The presence of three Zn ions in the structure of the HDAC6 ZnF‐UBP domain coordinated by conserved cysteine and histidine residues is supported by the crystal structure of the USP5 ZnF‐UBP domain (Reyes‐Turcu et al, 2006). Structural alignment of 14 different ZnF‐UBP domains with the USP5 ZnF‐UBP domain as a reference reveals conservation of eight cysteines and four histidines in most ZnF‐UBP domains, but not in the USP5 ZnF‐UBP domain, where eight Cys/His residues are poorly conserved (Figure 2B). Four of these 12 conserved Cys/His residues coordinate one Zn atom in a 3Cys/1His coordination (Zn1) in the USP5 ZnF‐UBP domain structure. The other eight Cys/His residues, not conserved in USP5, cluster in two regions with 3Cys/1His and 2Cys/2His coordination and tetrahedral geometry (Figure 2C). In the case of HDAC6 ZnF‐UBP, the two additional Zn ions are predicted to stabilize the overall structure of the domain. In particular, Zn site 2 connects residues at the N‐ and C‐terminal end of the domain and therefore might be particularly important for stabilization.

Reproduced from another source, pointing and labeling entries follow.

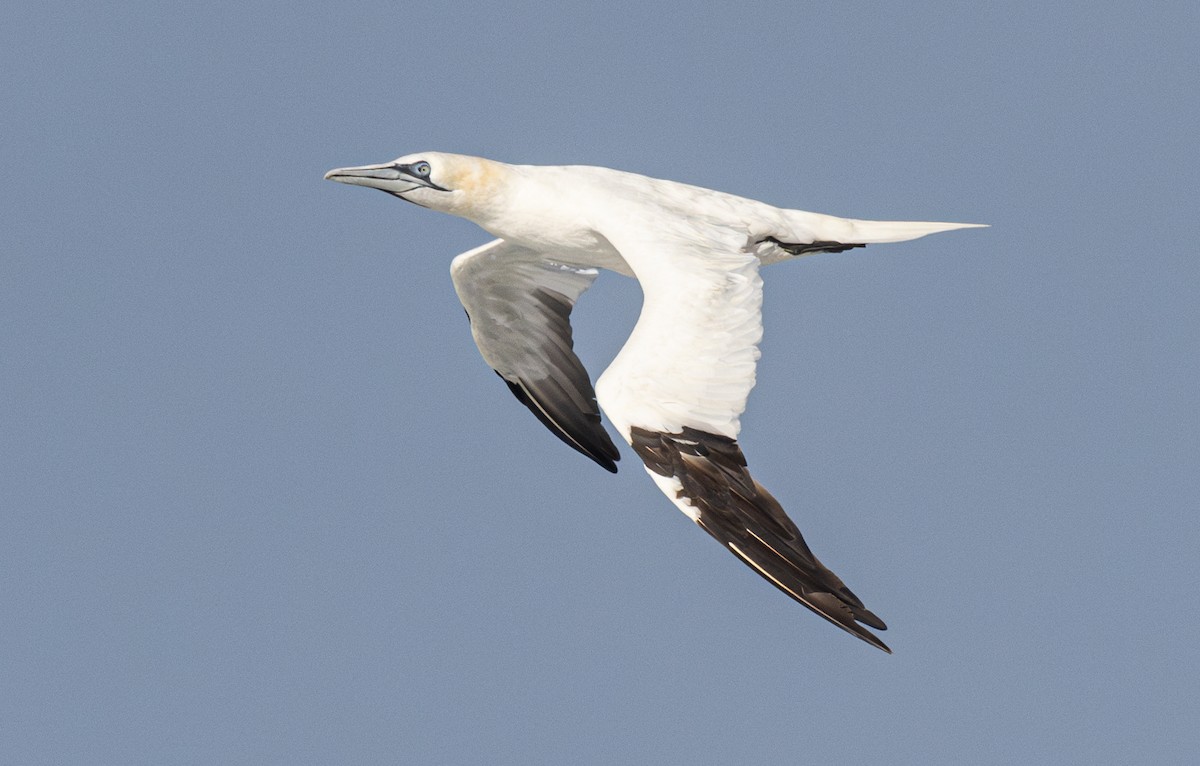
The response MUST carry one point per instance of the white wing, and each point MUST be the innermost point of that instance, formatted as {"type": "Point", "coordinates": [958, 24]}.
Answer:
{"type": "Point", "coordinates": [677, 389]}
{"type": "Point", "coordinates": [520, 305]}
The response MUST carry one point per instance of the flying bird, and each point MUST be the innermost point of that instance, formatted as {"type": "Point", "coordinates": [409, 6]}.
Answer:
{"type": "Point", "coordinates": [677, 388]}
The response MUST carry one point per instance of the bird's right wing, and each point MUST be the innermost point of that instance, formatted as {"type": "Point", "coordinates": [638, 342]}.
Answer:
{"type": "Point", "coordinates": [677, 389]}
{"type": "Point", "coordinates": [520, 305]}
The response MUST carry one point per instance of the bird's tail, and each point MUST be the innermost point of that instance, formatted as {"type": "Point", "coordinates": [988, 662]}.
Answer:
{"type": "Point", "coordinates": [828, 229]}
{"type": "Point", "coordinates": [869, 232]}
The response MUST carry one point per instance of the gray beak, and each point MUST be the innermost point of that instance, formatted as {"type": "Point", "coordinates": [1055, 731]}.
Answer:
{"type": "Point", "coordinates": [366, 174]}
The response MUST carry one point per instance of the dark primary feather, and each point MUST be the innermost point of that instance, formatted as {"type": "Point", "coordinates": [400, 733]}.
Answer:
{"type": "Point", "coordinates": [743, 516]}
{"type": "Point", "coordinates": [520, 307]}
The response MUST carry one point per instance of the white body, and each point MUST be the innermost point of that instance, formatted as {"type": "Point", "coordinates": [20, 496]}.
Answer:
{"type": "Point", "coordinates": [684, 375]}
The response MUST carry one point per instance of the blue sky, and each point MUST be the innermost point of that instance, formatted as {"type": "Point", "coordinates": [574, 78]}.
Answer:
{"type": "Point", "coordinates": [263, 503]}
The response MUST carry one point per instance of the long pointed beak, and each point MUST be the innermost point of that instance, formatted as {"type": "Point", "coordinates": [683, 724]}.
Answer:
{"type": "Point", "coordinates": [366, 174]}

To further confirm the importance of the conserved Cys/His residues, we systematically mutated histidines and cysteines present in the HDAC6 ZnF‐UBP domain and generally conserved in all USPs, to alanine (Figure 2B). Wild‐type ZnF‐UBP and its mutated versions were translated in vitro in a reticulocyte lysate in the presence of [35S]methionine and the in vitro‐labelled proteins were pulled down using ubiquitin‐sepharose beads. Figure 2D shows that mutating all these cysteines and histidines strongly reduces efficient ubiquitin binding. However, seven cysteines and two histidines (C1067, C1070, C1082, C1087, C1110, C1117, C1120, and H1049 and H1104) were found to play an absolutely critical role in the ZnF‐UBP–ubiquitin interaction. According to our structural model, all these residues (except C1110) are directly involved in Zn binding. Our results emphasize the functional importance of the Zn ions for the structural organization and stability of the HDAC6 ZnF‐UBP domain as a requirement for ubiquitin binding. C1110, which does not directly coordinate Zn, corresponds to a leucine in the USP5 ZnF‐UBP domain, which stabilizes the hydrophobic core. It is likely that C1110 in HDAC6 plays a similar role and mutating it into alanine would also destabilize the overall structure of the protein.
The ZnF‐UBP domain controls polyubiquitin chain disassembly after induced cellular protein ubiquitination
Taking into account the extraordinary affinity of HDAC6 ZnF‐UBP domain for ubiquitin, we reasoned that the HDAC6–ubiquitin complex would be unlikely to be displaced by other ubiquitin‐binding proteins.
In order to test this hypothesis, we compared HDAC6 to another polyubiquitin‐binding factor, RPN10, which is a polyubiquitin‐binding component of the 19S proteasomal subunit.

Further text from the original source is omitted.